Re: [Dovecot] search and UTF-8 normalization forms (NFD)

2013-06-08 Thread Timo Sirainen
On 21.5.2013, at 14.41, Lutz Preßler  wrote:

> On Mi, 15 Mai 2013, Timo Sirainen wrote:
> 
>> On 11.5.2013, at 18.13, Florian Zeitz  wrote:
>>> So... I had a look at this. Turns out that the current implementation of
>>> Unicode decomposition (Step 2(b) in i;unicode-casemap) in Dovecot is
>>> broken.

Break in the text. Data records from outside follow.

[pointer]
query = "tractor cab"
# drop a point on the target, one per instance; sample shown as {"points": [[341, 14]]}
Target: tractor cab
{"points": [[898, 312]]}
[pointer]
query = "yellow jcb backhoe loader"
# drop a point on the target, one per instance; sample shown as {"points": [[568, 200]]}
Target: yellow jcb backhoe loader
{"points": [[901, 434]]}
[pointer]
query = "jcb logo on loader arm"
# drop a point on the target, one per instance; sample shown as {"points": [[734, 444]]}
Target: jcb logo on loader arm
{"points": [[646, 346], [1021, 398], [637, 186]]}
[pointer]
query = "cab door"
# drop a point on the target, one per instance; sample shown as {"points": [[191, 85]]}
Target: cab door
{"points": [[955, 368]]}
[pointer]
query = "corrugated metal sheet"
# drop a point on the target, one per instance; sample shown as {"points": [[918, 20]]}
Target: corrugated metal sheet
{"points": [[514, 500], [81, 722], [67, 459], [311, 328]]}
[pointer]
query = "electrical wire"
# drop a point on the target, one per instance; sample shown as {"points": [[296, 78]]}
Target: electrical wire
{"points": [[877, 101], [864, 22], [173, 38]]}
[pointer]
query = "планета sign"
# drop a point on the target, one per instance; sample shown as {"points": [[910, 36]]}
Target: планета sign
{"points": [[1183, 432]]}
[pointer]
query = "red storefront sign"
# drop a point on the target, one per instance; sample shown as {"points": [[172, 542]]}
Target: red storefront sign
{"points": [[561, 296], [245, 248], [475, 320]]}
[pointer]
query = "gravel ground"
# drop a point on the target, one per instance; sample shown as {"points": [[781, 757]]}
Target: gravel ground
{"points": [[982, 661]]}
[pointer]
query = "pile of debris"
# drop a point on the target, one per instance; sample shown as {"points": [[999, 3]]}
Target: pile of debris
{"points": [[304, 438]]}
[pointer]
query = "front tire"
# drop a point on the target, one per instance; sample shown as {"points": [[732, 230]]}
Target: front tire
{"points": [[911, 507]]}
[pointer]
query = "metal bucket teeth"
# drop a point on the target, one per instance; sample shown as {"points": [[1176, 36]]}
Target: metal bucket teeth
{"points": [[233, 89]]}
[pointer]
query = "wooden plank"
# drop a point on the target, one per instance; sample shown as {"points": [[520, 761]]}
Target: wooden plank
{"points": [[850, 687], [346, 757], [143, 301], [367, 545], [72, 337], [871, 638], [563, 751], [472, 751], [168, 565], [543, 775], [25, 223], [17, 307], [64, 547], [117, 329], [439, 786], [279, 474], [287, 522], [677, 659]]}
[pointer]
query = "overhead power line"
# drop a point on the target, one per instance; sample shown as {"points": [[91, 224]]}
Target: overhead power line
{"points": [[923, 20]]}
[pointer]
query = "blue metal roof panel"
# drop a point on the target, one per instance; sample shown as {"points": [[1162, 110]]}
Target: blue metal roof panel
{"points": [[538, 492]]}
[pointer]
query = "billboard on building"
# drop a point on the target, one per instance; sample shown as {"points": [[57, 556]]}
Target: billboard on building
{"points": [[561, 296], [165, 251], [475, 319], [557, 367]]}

It only handles decomposition properties that include a tag.
>>> I've attached a hg export that fixes this.
>> 
>> Thanks, added to v2.1 and v2.2 hg.
>> 
> Thanks, but there seems to be still a problem left. Sender search
> yields all Krüger mails without fts_lucene. But with fts_lucene
> enabled - and files in lucene-indexes/ existing - it's not.
> (If I delete the lucene-index files and search for sender,
> result is correct - but only until they are recreated.)

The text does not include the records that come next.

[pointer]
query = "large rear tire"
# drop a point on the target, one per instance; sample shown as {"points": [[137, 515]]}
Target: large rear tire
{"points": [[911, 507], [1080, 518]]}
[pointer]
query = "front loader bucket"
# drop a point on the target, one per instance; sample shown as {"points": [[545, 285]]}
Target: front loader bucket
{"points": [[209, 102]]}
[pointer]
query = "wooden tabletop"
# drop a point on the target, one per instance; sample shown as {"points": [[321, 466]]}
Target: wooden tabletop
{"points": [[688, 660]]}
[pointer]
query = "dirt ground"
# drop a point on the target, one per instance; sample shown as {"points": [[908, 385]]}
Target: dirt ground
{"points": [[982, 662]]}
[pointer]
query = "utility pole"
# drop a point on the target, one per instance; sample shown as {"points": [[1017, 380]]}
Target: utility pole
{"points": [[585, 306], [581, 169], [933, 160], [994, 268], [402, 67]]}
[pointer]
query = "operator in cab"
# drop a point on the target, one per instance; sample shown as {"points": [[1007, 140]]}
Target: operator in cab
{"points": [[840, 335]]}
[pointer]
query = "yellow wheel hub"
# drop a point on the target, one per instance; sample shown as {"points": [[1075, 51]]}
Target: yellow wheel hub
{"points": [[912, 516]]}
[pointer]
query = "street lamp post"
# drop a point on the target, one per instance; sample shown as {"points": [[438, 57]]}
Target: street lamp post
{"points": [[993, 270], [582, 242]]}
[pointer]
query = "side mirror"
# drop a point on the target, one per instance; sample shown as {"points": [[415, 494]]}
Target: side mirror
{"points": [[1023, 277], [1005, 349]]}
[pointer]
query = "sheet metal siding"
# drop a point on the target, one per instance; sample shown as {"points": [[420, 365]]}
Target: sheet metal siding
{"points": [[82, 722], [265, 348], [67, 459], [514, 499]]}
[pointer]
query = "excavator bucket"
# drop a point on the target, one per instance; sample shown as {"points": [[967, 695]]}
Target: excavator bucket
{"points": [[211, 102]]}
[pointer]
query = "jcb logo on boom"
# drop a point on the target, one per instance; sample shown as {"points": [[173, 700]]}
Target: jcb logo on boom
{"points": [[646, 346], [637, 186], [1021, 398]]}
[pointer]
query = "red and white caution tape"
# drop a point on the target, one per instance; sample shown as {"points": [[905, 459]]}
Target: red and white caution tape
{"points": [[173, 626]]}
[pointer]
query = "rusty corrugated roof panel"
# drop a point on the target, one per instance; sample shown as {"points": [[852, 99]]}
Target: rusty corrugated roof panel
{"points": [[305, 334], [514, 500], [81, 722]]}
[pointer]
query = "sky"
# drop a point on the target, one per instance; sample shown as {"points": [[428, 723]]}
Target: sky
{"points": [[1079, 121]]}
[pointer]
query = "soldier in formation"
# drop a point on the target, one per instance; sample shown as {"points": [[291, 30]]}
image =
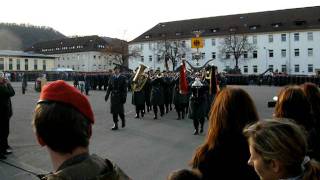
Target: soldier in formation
{"points": [[117, 88]]}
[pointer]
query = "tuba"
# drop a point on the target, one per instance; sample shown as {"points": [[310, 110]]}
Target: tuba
{"points": [[140, 79]]}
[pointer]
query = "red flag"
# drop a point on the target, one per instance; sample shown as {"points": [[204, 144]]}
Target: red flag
{"points": [[183, 79]]}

Fixed finally: http://hg.dovecot.org/dovecot-2.2/rev/7e54af474ea4

Add plugin { fts_lucene = normalize no_snowball } setting (NOTE: this change 
causes all the existing lucene indexes to be rebuilt).

This fts-lucene is getting rather annoying. I wonder if all of this is somehow 
magically solved in Solr.



Re: [Dovecot] search and UTF-8 normalization forms (NFD)

2013-05-21 Thread Lutz Preßler
On Mi, 15 Mai 2013, Timo Sirainen wrote:

> On 11.5.2013, at 18.13, Florian Zeitz  wrote:
> > So... I had a look at this. Turns out that the current implementation of
> > Unicode decomposition (Step 2(b) in i;unicode-casemap) in Dovecot is
> > broken. It only handles decomposition properties that include a tag.
> > I've attached a hg export that fixes this.
> 
> Thanks, added to v2.1 and v2.2 hg.
> 
Thanks, but there seems to be still a problem left. Sender search
yields all Krüger mails without fts_lucene. But with fts_lucene
enabled - and files in lucene-indexes/ existing - it's not.
(If I delete the lucene-index files and search for sender,
result is correct - but only until they are recreated.)

Lutz 


Re: [Dovecot] search and UTF-8 normalization forms (NFD)

2013-05-15 Thread Timo Sirainen
On 11.5.2013, at 18.13, Florian Zeitz  wrote:

> Am 10.05.2013 15:24, schrieb Florian Zeitz:
>> Could you elaborate a bit why you think i;unicode-casemap does not
>> handle this case?
>> 
>> Is it only applied to the query, but not the header, or vice versa?
>> It seems to me that Step 2 should map both inputs to LATIN CAPITAL
>> LETTER U + COMBINING DIAERESIS.
>> 
>> Regards,
>> Florian
>> 
> 
> So... I had a look at this. Turns out that the current implementation of
> Unicode decomposition (Step 2(b) in i;unicode-casemap) in Dovecot is
> broken. It only handles decomposition properties that include a tag.
> I've attached a hg export that fixes this.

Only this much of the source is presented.